What happened? On April 20, Tanveer pleaded guilty to knowingly submitting falsified export valuations for items he shipped to Pakistan. The Foreign Trade Regulations require exporters to file the EEI on specific exports through the Automated Export System (AES). It is unlawful to “knowingly [fail] to file or knowingly [submit], directly or indirectly, to the U.S. Government, false or misleading export information through the AES.” Tanveer bought two “Slam Sticks,” devices used to record shock and vibration data, paying over $4,000. However, when shipping the goods to Pakistan, Tanveer created a fraudulent invoice representing that they were valued at less than $200.

The press release can be found here.

Notably. As the action notes, falsely submitting export control information through the AES is, itself, illegal and can result in substantial penalties. While making EEI submissions is often a largely administrative process, it is important to ensure the accuracy of the information.

Enforcement Policy Updates

BIS: Clarifying Policy Regarding Voluntary Self-Disclosures and Disclosures Concerning Others

Voluntary Disclosures: The Carrot and the Stick. In an April 18 memo, Matthew Axelrod, assistant secretary for Export Enforcement, announced a major update in BIS enforcement policy. Under the new policy, companies that discover export control violations and choose not to disclose them to the Commerce Department risk the non-disclosure being considered an “aggravating factor” if a penalty is imposed. Axelrod emphasized that the new policy will apply where “there is a deliberate nondisclosure for significant possible violations.” Currently, BIS enforcement guidelines strongly [encourage] submission of voluntary self-disclosures and consider self-disclosures as a mitigating factor but do not explicitly state that a failure to disclose would constitute an “aggravating factor.” The new policy also encourages individuals, companies, and universities to disclose violations committed by competitor companies.
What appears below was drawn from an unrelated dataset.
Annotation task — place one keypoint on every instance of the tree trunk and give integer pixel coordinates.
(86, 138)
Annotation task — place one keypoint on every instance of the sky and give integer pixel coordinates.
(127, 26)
Assistant Secretary Axelrod wrote, “we don’t want parties to suffer in silence when they’re forgoing sales because of our controls while their competitors continue to book revenue.” The new policy incentivizes disclosing the violations of others through the award of “credit” for tips that lead to enforcement actions; BIS will consider this “credit” as a mitigating factor in the event the disclosing party is involved in a future enforcement action, even if unrelated. Companies disclosing potential export control violations in conjunction with potential sanctions violations could also receive monetary awards. The Financial Crimes Enforcement Network’s (FinCEN) whistleblower program offers potential monetary awards to individuals who provide information that ultimately leads to a successful enforcement action.

The memo can be found here.

Notably. The Axelrod memo continues a key theme– implement an effective compliance system or else. Companies should review their compliance infrastructure and ensure potential violations can be quickly escalated up the chain of responsibility to be reviewed and disclosed when the situation warrants. Failure to disclose will now, at least in some cases, be deemed an “aggravating factor.”